The Leafs took a chance, impressed with his playoff resume among other things, betting he’d be a hungry No. 2 behind Murray. And when Murray was hurt after one start, Samsonov excelled before his own knee injury. Together, it has been a good internal competition, both contributing to a 15-game streak in which the Leafs secured at least a point that ended Thursday.
“I’m so excited,” Samsonov said of his current situation. “I believe we (the Leafs) are good. I believe (in) my teammates.
“I’m in a good spot. But we’ll see in June in playoffs. Right now, it doesn’t matter.”
Vanecek went to New Jersey and has been a huge part of the Devils’ success, appearing in 20 games so far for the Metro Division leaders.
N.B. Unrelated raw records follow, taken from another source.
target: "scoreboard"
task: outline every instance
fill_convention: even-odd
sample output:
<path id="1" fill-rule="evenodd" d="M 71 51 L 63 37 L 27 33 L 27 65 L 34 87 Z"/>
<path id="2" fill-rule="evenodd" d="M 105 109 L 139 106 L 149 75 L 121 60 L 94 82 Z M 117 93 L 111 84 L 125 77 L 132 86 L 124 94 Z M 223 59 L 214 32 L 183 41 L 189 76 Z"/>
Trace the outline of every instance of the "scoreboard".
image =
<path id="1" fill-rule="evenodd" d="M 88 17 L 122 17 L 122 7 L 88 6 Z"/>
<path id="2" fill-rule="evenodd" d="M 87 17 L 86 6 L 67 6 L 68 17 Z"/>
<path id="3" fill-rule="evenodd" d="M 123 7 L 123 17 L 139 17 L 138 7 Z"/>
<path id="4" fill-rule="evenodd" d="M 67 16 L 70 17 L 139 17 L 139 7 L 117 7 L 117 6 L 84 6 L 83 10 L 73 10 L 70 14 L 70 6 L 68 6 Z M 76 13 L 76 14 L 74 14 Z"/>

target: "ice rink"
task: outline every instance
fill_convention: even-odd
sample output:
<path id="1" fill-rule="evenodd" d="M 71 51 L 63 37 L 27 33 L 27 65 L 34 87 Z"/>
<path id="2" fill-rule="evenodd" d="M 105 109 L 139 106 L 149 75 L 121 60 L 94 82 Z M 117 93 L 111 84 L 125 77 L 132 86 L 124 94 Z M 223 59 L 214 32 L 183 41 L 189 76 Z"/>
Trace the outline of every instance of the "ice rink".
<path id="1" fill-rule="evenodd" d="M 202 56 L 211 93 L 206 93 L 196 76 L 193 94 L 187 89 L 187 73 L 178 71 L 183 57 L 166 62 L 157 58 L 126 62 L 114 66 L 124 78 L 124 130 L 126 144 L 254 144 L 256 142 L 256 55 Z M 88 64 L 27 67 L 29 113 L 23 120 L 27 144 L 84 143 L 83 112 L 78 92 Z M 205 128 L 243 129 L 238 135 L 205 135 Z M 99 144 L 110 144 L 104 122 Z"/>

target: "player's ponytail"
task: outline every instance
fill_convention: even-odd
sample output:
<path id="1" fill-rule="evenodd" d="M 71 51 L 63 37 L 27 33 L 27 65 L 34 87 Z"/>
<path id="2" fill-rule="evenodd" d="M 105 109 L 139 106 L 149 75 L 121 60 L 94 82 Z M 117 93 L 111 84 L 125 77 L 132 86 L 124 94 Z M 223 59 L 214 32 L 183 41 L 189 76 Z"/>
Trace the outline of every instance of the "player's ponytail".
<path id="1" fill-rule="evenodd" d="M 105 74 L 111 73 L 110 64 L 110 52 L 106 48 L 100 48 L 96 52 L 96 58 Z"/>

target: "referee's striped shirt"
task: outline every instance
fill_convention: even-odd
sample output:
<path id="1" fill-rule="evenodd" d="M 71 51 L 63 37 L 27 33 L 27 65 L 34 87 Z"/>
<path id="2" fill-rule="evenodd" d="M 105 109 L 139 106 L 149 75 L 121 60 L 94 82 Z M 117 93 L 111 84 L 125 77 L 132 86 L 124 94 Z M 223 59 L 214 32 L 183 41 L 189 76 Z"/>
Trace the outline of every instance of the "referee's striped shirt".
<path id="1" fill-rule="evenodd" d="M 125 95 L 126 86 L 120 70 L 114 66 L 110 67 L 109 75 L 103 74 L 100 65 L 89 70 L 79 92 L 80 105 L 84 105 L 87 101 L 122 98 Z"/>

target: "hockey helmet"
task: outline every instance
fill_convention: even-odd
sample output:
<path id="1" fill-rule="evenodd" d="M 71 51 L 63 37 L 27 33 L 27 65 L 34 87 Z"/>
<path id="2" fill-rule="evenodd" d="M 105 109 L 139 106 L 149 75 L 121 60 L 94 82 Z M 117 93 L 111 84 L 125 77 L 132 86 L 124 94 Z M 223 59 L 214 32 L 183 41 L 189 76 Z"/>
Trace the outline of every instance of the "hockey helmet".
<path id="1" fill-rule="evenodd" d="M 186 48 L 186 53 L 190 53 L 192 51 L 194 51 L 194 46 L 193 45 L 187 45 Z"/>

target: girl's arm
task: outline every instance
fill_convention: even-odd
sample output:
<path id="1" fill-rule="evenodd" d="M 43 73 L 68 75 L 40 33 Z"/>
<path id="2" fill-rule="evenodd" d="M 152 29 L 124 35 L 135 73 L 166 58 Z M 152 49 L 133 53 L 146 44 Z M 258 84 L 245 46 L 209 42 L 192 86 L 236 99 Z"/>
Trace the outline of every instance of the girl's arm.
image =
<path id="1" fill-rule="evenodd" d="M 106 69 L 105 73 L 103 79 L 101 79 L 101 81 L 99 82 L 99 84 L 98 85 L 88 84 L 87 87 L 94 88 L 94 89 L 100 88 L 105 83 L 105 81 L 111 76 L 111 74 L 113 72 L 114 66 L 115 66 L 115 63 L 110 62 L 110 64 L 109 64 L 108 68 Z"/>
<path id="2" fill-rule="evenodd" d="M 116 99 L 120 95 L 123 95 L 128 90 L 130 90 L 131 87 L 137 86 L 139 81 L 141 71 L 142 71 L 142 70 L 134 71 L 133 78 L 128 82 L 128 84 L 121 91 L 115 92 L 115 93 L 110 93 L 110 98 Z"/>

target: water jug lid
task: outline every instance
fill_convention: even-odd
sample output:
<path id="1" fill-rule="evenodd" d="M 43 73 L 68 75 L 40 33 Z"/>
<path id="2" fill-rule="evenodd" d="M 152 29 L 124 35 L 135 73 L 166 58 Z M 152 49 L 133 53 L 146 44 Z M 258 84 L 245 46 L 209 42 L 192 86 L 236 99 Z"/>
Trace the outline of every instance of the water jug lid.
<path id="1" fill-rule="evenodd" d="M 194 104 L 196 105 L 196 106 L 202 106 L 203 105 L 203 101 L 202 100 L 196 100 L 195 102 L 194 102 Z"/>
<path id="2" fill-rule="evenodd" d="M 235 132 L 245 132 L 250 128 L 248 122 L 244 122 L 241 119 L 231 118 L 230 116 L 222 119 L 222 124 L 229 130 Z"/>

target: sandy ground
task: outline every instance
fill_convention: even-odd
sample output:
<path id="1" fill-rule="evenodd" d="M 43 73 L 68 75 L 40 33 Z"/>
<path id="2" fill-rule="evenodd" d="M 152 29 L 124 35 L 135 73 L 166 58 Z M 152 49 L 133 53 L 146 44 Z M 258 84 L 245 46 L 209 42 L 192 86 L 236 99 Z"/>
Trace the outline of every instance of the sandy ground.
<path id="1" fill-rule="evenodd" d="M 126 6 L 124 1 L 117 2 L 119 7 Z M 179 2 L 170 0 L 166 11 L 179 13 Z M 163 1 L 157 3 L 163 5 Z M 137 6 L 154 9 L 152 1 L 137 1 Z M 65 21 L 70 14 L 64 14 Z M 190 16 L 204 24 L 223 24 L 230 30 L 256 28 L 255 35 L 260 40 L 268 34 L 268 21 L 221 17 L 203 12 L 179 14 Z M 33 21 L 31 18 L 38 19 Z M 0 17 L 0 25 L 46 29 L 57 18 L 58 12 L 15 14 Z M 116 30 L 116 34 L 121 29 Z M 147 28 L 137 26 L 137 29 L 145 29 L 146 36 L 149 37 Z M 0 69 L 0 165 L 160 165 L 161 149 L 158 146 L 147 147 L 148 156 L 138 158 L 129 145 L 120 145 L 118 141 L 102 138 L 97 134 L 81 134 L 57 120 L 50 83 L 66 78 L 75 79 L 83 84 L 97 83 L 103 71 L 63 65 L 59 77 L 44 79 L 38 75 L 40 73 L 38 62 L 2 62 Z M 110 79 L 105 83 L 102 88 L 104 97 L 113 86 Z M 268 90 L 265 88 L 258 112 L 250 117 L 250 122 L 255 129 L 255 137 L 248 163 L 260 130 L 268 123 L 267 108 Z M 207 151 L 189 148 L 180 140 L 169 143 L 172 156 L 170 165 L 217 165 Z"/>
While Kuemper has not been dominating, he and Lindgren have been steady in posting a record of 6-3-1 in their past 10 games.
Coach Peter Laviolette seems pleased at the way it has worked out for all the goalies involved.
“Our guys know him,” Laviolette said of Samsonov after Friday’s practice. “We’re going to try to figure a way to put pucks behind him if we can.
“Vanecek and Sammy were young goalies who did a good job for us, but to pick up a guy with Darcy’s pedigree and Charlie’s done really well, we’re happy as well.”